今年5月に新婚旅行でマレーシアに行ったときの飛行機で『ヒカルの碁』を久しぶりに読んで、本当におもしろかったんです。「やっぱりこれはすげえマンガだ」って、とにかく夢中で読んだ。飛行機を降りてからもスキあらば『ヒカルの碁』を読んでいた。佐為と塔矢名人の対局に滾り、関西棋院の社に負けた本田くんが焼き芋屋のおじさんと会話をするシーンで涙した。ボルネオ島で、涙した。『ヒカルの碁』はとにかくおもしろすぎる。

帰国後、その経験をnoteにまとめて書こうと思ったんですが、いざ『ヒカルの碁』のおもしろさを文章にしてみようと思うと、これが全然うまくないんです。おもしろいもののおもしろさを表現するのって本当に難しい。いくら書いてみても『ヒカルの碁』の魅力が伝わるように書くことができない。

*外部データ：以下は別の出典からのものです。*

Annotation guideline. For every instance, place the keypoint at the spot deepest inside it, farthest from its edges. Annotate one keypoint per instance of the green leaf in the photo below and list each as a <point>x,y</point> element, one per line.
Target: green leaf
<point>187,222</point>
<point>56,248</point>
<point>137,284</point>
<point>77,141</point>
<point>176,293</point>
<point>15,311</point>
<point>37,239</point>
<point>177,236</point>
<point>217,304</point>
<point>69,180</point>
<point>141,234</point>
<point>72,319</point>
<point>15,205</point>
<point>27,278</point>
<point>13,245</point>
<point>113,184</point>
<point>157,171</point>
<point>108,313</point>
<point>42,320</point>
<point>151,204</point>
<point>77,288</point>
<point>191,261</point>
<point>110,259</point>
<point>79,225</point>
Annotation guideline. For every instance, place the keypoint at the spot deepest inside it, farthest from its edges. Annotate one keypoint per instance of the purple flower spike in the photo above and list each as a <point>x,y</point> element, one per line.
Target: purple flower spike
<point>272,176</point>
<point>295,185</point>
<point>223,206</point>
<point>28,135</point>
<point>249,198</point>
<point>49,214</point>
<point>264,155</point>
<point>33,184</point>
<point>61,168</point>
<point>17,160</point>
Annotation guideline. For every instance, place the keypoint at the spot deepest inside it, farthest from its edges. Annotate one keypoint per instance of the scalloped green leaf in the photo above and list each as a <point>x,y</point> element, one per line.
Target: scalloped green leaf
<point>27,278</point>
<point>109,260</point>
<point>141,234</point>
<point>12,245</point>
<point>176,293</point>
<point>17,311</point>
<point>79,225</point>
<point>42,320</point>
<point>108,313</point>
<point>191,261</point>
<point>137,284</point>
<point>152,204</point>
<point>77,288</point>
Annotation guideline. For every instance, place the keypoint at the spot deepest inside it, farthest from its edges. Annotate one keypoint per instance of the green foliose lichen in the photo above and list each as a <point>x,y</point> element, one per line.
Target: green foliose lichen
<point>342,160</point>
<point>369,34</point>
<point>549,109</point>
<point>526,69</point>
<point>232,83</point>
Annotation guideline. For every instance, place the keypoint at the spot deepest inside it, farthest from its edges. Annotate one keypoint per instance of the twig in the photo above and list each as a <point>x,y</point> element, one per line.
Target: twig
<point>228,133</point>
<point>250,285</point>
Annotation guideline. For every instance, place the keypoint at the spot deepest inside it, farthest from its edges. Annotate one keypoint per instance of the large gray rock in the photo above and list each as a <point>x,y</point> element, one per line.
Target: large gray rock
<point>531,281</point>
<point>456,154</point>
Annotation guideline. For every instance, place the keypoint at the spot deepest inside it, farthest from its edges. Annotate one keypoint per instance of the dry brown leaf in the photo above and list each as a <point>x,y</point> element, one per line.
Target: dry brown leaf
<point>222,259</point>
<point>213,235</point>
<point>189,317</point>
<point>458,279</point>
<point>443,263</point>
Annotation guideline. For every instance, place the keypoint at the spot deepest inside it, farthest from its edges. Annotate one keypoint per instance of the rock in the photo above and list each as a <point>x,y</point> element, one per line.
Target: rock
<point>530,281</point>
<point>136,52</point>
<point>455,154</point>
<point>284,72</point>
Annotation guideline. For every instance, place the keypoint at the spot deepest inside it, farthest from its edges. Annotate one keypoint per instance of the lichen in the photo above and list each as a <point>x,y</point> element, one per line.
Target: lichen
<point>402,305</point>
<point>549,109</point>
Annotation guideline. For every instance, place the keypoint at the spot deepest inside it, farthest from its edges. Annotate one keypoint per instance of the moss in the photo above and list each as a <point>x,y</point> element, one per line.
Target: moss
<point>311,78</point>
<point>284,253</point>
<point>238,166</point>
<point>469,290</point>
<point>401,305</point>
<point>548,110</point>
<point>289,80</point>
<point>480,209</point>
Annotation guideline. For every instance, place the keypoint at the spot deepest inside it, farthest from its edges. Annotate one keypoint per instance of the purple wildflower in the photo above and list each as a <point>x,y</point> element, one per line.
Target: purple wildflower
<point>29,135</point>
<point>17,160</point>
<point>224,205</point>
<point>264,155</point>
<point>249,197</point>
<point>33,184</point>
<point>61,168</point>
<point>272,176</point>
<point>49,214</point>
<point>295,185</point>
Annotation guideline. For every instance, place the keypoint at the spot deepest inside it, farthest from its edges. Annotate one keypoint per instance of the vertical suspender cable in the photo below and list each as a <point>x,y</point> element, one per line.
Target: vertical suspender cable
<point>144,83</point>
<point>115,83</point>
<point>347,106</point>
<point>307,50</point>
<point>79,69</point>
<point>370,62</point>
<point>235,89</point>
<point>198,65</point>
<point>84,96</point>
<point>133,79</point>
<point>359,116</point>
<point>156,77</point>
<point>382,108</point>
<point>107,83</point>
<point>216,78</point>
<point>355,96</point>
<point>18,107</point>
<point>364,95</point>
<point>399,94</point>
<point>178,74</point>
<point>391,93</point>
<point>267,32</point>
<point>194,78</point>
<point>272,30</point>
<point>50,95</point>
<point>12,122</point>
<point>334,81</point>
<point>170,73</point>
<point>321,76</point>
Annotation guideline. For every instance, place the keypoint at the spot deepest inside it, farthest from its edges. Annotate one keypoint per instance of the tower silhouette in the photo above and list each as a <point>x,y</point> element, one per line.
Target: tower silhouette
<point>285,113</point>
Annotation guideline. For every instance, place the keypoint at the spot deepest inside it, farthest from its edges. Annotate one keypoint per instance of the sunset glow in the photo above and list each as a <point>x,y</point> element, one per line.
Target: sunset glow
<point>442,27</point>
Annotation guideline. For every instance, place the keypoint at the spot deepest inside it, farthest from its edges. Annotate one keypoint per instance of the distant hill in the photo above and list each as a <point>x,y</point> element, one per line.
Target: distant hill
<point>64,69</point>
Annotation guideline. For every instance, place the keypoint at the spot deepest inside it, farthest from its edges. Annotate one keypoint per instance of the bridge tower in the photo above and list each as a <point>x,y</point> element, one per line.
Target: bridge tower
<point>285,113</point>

それに対して上田さんはどうだ。上田さんの『ヒカルの碁』評、もはやコマの切り抜きすらないその文章を読むだけで、『ヒカルの碁』のおもしろさが内からよみがえってくる。すごい。とにかく読みやすい。整然としていてよどみがない。するする入ってくる。分析の鋭さはもとより、それ以上に構成の巧みさに見惚れてしまう。

なんか、落ち込んだな。力量の差をまざまざと感じた。遠すぎる。写経しようかな。切り口の鋭さは真似できないが、構成は存分に模倣するべきだ。俺も文章がうまくなりたい。